Finally!

As we’ve moved through the story of helium, I’ve found that I know a little less about each topic. We’re now on the next-to-last entry, and its a topic about which I knew close to nothing until I did some research. So if I’ve convinced you through the first ten entries in this series that I know a little about things, this entry will dissuade you of that notion. But here goes, anyway.

Liquid helium is just darn cool. Yes, it’s cold, around 4 degrees C above absolute zero (or 4 Kelvins). But it also is cool in the full of wonder sense, particularly when pure helium-4 reaches a temperature of  2.17 Kelvins. At that temperature, liquid helium-4 becomes something called a “superfluid.”

Here’s a video of what happens when liquid helium reaches 2.17 K. Yes, it’s in Greek. Somehow that makes it even cooler.

When helium-4 reaches 2.17 K and even colder, all the helium atoms in the sample act like a single atom. This explains why the boiling stops; boiling is the process of some atoms (with more energy) escaping and other atoms (with less energy) staying behind. That’s why sweating cools you off; the evaporating sweat carries away heat energy, leaving cooler liquid on your skin.

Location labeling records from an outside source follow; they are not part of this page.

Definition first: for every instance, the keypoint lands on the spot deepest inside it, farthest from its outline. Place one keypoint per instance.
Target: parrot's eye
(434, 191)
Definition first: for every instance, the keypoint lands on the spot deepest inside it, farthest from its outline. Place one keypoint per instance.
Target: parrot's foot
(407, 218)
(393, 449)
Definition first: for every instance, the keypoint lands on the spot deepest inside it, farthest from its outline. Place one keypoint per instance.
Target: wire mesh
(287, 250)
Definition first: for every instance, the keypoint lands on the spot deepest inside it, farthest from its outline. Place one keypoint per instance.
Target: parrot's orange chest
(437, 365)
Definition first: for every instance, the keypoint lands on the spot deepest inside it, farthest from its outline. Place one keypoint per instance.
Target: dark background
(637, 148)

But if all the atoms in a sample of liquid helium are behaving as a single atom, then none of them can have more energy than any other. They must all have exactly the same energy, and so boiling isn’t possible! Notice in the video how the boiling stops the moment the temperature reaches 2.17 K. When that transition occurs, you are looking at what amounts to a single atom!

But why that temperature? This is the part that blows my mind. There’s this thing called the Heisenberg Uncertainty Principle. It essentially says you can’t have perfect knowledge about two related variables at the same time. In the case of these helium atoms, you can’t know both their position and their momentum. Momentum is related to speed, and speed to temperature. At a particular temperature (you guessed it, 2.17 K), we know a lot about the atoms’ momenta (because it doesn’t have much). As a result of narrowing down the momentum knowledge, our knowledge about the atoms’ positions becomes worse – bad enough that we can’t tell any two atoms apart! Quantum uncertainty means that the atoms overlap!

There’s one further detail here. Only some kinds of atoms can overlap this way. If you remember a couple of posts ago, I wrote about the idea of the Pauli Exclusion Principle, and I hinted that it didn’t always apply. Well, here’s where it doesn’t apply. The reason is number again. Helium-4, with 2 protons, 2 neutrons, and 2 electrons, has 6 particles all with half-integer spin. Big deal, right? It is a big deal, because you can’t add together 6 halves and end up with anything other than a whole. Try it! This means helium-4 always has a whole number of spin. And particles with a whole number of spin don’t obey the Pauli Exclusion Principle!

Helium-3, with only 1 neutron, won’t do what helium-4 does (ok, yes it will, but only at much, much lower temperatures, and for a reason that is thankfully “beyond the scope of this blog entry”), because helium-3 has 5 particles with half-integer spin. But helium-4, with a whole number of spin, behaves in this strange way that electrons can’t. Helium-4 atoms can all be in the same exact state. Crazy!

That might not excite you too much, but maybe this will. If this liquid helium really is, now, a single atom, then maybe it can start to do some of the weird things atoms do. For instance, atoms can interfere with themselves. One of the weirdest things about quantum mechanics is that, because atoms have a wavelength, atoms passed through double slits can create interference patterns just like light beams. Well, quantum mechanics works for atoms, but surely it doesn’t work for things as large as that sample of liquid helium in a test tube? Or does it?

Sir Anthony Leggett, at a lecture I attended a few years ago, suggested an experiment aimed at testing this idea. Once we have this superfluid, macroscopic single atom of liquid helium, let’s try to make it interfere. Do we get interference patterns? If we do, then quantum mechanics applies to the macroscopic world of cats, turtles, and you and me. If we don’t, and we can eliminate any other errors, then there must be other, “hidden” laws of nature that draw a line between microscopic quantum weirdness and the macroscopic world we live in.

As far as I know, the experiment hasn’t been done yet. But other experiments with helium-4, including things like quantized vortices in the spinning fluid and this property of near-zero viscosity, point in one direction. Macroscopic quantum effects are real. Quantum mechanics really does describe our world, not just the world of atoms, but the large world of people and peanut butter sandwiches.

Go back and look at that video again. You’re looking at a single, quantum mechanical “atom” made of billions upon billions of individual helium atoms, each of which has lost its own identity to quantum weirdness. And that is crazy cool!